Is This Coronavirus Epidemic The Big One?
(Posted on Tuesday, March 31, 2020)
When a friend asked me if this was the big one two weeks ago, I was not sure.
Today I can answer: Yes. This is a big one in terms of lives that will be affected and lost, and economies destroyed.
But… It is a big one, not as a consequence of an intrinsic property of the virus, but entirely the result of human action and inaction.
The course of the epidemic in China shows that the epidemic can be controlled without an effective vaccine or antiviral drug. Rigorous people to people contact control can halt the spread of infection.
Lack of short-term and long-term preparedness has doomed both the US and Europe and may well devastate other continents as well.
Forewarned long in advance that a pandemic respiratory infection from an influenza or coronavirus was inevitable, our government failed to prepare and to support the research needed to create the vaccines and drugs needed to prevent and treat infections. We also failed to develop the necessary health system infrastructure needed to cope. This despite repeated warnings over the last thirty-five years since the advent of HIV/AIDS that this day would surely come.
Failures over the past three months are of a different sort. They are failures of leadership and of government. We are plagued by a President who, more than three quarters through his term, still claims that the buck stops with Obama. He is deaf to the agonized pleas of our health care professionals who, unprotected, must risk their lives and those of their family to treat the ill.

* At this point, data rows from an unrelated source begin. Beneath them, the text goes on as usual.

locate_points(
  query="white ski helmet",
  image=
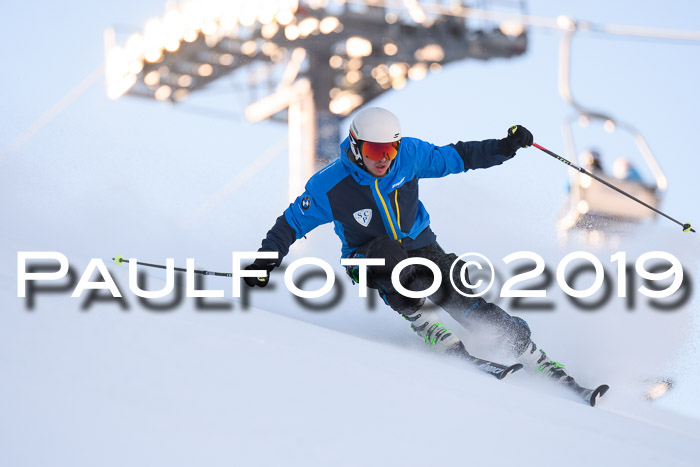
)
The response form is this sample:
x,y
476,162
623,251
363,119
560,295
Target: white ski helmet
x,y
374,125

The economic toll is yet to be measured but surely will include an unprecedented global depression, bankruptcies of national and state governments, businesses large and small and untold millions of people around the world that depend on their jobs for food and shelter.
What may mount to well more than 100 trillion dollars in economic damage could have been prevented by a few billion dollars of investments in research and a few hundred billons in health infrastructure.
I fear ten years from now (one, two, three Presidencies hence) we will revert to our natural state of complacency, distracted by present exigencies and fail to prepare for nature’s next inevitable big one.